See our latest analysis for Rivalry

Consensus from 2 of the Canadian Hospitality analysts is that Rivalry is on the verge of breakeven. They expect the company to post a final loss in 2024, before turning a profit of CA$1.1m in 2025. So, the company is predicted to breakeven just over a year from today. How fast will the company have to grow each year in order to reach the breakeven point by 2025? Working backwards from analyst estimates, it turns out that they expect the company to grow 62% year-on-year, on average, which is extremely buoyant.
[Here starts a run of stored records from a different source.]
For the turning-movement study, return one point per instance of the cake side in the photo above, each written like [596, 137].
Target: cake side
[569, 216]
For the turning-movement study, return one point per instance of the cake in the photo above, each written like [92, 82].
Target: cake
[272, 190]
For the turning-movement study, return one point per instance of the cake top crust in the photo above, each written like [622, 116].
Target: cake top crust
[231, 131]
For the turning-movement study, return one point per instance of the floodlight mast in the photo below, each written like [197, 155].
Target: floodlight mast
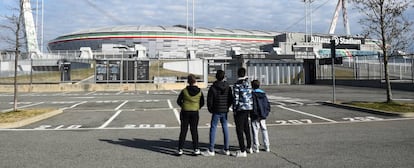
[341, 3]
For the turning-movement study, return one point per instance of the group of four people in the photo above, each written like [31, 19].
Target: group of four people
[247, 100]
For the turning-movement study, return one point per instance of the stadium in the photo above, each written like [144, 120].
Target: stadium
[166, 41]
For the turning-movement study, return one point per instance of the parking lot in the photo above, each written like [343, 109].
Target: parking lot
[158, 109]
[132, 119]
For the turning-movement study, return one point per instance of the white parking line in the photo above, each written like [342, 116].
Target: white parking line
[90, 93]
[301, 112]
[176, 113]
[77, 104]
[23, 106]
[117, 108]
[110, 119]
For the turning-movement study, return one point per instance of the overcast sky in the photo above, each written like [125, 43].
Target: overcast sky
[66, 16]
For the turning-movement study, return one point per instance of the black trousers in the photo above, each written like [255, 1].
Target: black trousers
[189, 118]
[241, 119]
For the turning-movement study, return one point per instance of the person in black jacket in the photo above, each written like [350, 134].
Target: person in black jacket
[261, 109]
[190, 100]
[219, 99]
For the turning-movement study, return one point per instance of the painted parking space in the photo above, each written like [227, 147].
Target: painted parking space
[158, 110]
[73, 119]
[282, 115]
[342, 115]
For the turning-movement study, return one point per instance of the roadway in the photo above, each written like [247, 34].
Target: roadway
[140, 129]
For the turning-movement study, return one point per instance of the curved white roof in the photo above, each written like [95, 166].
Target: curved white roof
[175, 29]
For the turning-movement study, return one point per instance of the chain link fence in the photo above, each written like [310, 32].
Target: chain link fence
[367, 68]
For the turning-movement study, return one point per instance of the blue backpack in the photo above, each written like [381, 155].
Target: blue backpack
[242, 92]
[261, 104]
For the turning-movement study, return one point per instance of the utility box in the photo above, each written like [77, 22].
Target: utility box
[65, 71]
[116, 70]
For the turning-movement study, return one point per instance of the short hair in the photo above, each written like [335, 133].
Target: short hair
[255, 84]
[220, 75]
[241, 72]
[191, 79]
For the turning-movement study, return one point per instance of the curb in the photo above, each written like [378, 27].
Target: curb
[368, 110]
[28, 121]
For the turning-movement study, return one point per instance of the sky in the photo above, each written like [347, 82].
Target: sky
[66, 16]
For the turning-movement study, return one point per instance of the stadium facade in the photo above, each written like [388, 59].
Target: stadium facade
[167, 41]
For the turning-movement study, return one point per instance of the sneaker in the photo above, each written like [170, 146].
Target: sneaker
[226, 152]
[208, 153]
[196, 152]
[249, 150]
[180, 152]
[240, 154]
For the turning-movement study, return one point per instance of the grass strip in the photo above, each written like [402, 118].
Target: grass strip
[14, 116]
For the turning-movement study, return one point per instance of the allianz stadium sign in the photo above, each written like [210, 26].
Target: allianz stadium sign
[339, 40]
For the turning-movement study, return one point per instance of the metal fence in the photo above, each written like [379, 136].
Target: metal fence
[359, 68]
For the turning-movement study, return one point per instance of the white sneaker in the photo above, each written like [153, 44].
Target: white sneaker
[180, 152]
[197, 152]
[240, 154]
[208, 153]
[226, 152]
[249, 150]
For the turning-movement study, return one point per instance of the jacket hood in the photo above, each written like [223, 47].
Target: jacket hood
[220, 85]
[193, 90]
[259, 93]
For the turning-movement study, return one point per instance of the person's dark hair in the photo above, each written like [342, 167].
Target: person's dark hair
[241, 72]
[220, 75]
[255, 84]
[191, 79]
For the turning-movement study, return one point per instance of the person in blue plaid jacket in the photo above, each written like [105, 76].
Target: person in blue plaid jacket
[242, 106]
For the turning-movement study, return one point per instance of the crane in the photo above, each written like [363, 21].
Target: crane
[341, 3]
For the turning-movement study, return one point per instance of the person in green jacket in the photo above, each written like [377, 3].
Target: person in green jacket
[190, 99]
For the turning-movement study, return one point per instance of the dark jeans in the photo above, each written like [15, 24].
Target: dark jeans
[189, 118]
[241, 118]
[215, 118]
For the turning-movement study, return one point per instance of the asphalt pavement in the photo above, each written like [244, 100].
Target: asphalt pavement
[140, 129]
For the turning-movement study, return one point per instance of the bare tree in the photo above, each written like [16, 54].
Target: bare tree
[385, 20]
[15, 26]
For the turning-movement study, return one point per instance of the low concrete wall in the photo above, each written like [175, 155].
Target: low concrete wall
[95, 87]
[407, 86]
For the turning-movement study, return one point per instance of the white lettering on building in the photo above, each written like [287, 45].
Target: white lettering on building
[342, 40]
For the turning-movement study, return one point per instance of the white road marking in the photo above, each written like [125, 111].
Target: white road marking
[77, 104]
[22, 106]
[110, 119]
[301, 112]
[202, 127]
[90, 93]
[117, 108]
[176, 113]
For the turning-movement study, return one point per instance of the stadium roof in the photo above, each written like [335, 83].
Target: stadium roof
[176, 29]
Should the business grow at a slower rate, it will become profitable at a later date than expected.

earnings-per-share-growth
TSXV:RVLY Earnings Per Share Growth May 3rd 2024

We're not going to go through company-specific developments for Rivalry given that this is a high-level summary, but, bear in mind that typically a high growth rate is not out of the ordinary, particularly when a company is in a period of investment.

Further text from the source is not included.